Still life, after all

On Jan. 19, just 10 days after the Baseball Writers Association of America denied 37 men a place in the pantheon of immortal major leaguers by refusing to elect them to the Hall of Fame, a pair of websites did something like the opposite, crediting two former players with their rightful positions in the larger house, the darker house, of good old-fashioned mortality.

On that day in January—a month named, incidentally, for two-faced Janus, the Roman god who gazed toward the future and the past at once—National Pastime reported that exactly 113 years earlier, in Brookfield, Mass., Boston Beaneaters catcher Marty Bergen murdered his family with an ax and then committed suicide. Meanwhile, over at FanGraphs, writer Carson Cistulli dusted off the sad tale of Al Thake, a 22-year-old Brooklyn Atlantics outfielder who in 1872 drowned while fishing in New York Harbor.

In postmortems of the postmortems, both sites made mention of the treatment accorded each decedent. National Pastime divulged that only one Beaneater teammate, future Hall of Famer Billy Hamilton, attended Bergen’s funeral, while FanGraphs offered proof that no fewer than four obituaries were published in the aftermath of Thake’s unlucky, untimely passing.

Tones and details differed across the obits, with one noting that Thake “stood high in professional fraternity for integrity of character and genial disposition,” and another stating that the body of Thake, “of 293 Smith Street, was found on the beach”—a passage about as flowery as a line from The Plumbers Handbook.

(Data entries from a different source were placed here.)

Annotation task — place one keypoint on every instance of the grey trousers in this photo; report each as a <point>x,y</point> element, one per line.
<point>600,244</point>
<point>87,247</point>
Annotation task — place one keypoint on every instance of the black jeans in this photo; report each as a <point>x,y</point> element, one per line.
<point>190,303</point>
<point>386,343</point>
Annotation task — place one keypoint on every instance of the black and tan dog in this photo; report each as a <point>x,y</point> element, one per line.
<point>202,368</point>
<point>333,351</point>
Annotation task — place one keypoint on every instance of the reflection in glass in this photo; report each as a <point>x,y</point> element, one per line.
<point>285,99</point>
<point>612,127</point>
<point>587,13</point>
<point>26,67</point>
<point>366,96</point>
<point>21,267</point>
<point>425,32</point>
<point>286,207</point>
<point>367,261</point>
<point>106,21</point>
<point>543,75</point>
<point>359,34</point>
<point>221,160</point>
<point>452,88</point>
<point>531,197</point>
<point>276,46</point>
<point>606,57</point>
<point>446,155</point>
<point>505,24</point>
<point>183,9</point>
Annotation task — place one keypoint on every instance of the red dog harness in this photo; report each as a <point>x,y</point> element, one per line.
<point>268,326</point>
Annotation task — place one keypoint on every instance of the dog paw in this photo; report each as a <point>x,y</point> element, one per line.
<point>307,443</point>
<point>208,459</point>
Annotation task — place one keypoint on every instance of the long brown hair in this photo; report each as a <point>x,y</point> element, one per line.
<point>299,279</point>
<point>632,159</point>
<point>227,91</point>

A third noted that the “melancholy occurrence” took place when Thake “fell out of the boat and the tide carried him instantly beyond the reach of his comrades,” while a fourth claimed that he “was a good swimmer, but it is thought he got entangled in the fish lines.”

What the obits had in common, of course, was the one fact central to a death notice and thus to life itself: the man had up and died. Like Bergen, though under wholly different circumstances, Thake had succumbed to the equalizing law of nature, the universal rule that inspired 16th-century artists to render unto posterity a vast collection of vanitas still life paintings—the tableaux often included bubbles to symbolize the brevity of life, and human skulls to represent the certain and indiscriminate nature of death—and ancient Romans to conceive of a timeless caution to peasants and patricians alike: memento mori. Remember your mortality. Remember you must die.

Jamie Moyer notwithstanding, baseball is a game best endeavored by relatively young men, players whose ability to hit inner-half heat or throw outer-half cheese has conferred upon them an apparent resistance, if not a seeming immunity, to Father Time and his odious sidekick, the ageless Angel of Death. The age-20 season of Mike Trout, for example, would seem a sturdy wedge against the wellchronicled and otherwise inevitable age33 decline, a downturn that as far as Trout is concerned has been dispatched to unthinkable distance by a catch that will never get old, that made time hold still, that will preserve the boyish upstart in a moment spent waaaaaaaay above the center field fence, where, as a different ageless Angel, he will always rebel against the graybeard while resisting the demands of gravity.

And what about those headlong baseline sprints of the young Bryce Harper? You can just picture them, can’t you?—the helmet flying off, the legs churning, the 19-year-old body trying to outrace, desperately, an opponent just dyyyying to kill the spirit he so immodestly embodies, a freshness envied by the elders and celebrated with every step its agent takes in defiance of their retaliatory pursuit.

You can say it’s just a bubble, a vapor, smoke that will drift and vanish like all the impermanencies of every still life on Earth, but the paintings are still here, aren’t they?—in permanent collections, before passing audiences, reminding every mortal of the fate that awaits him but also memorializing if not quite eulogizing the artisanal strokes that put a series of passing moments into the permanence of the framed vanitas. Cooperstown waits for this one, you imagine: Harper, heading there fast.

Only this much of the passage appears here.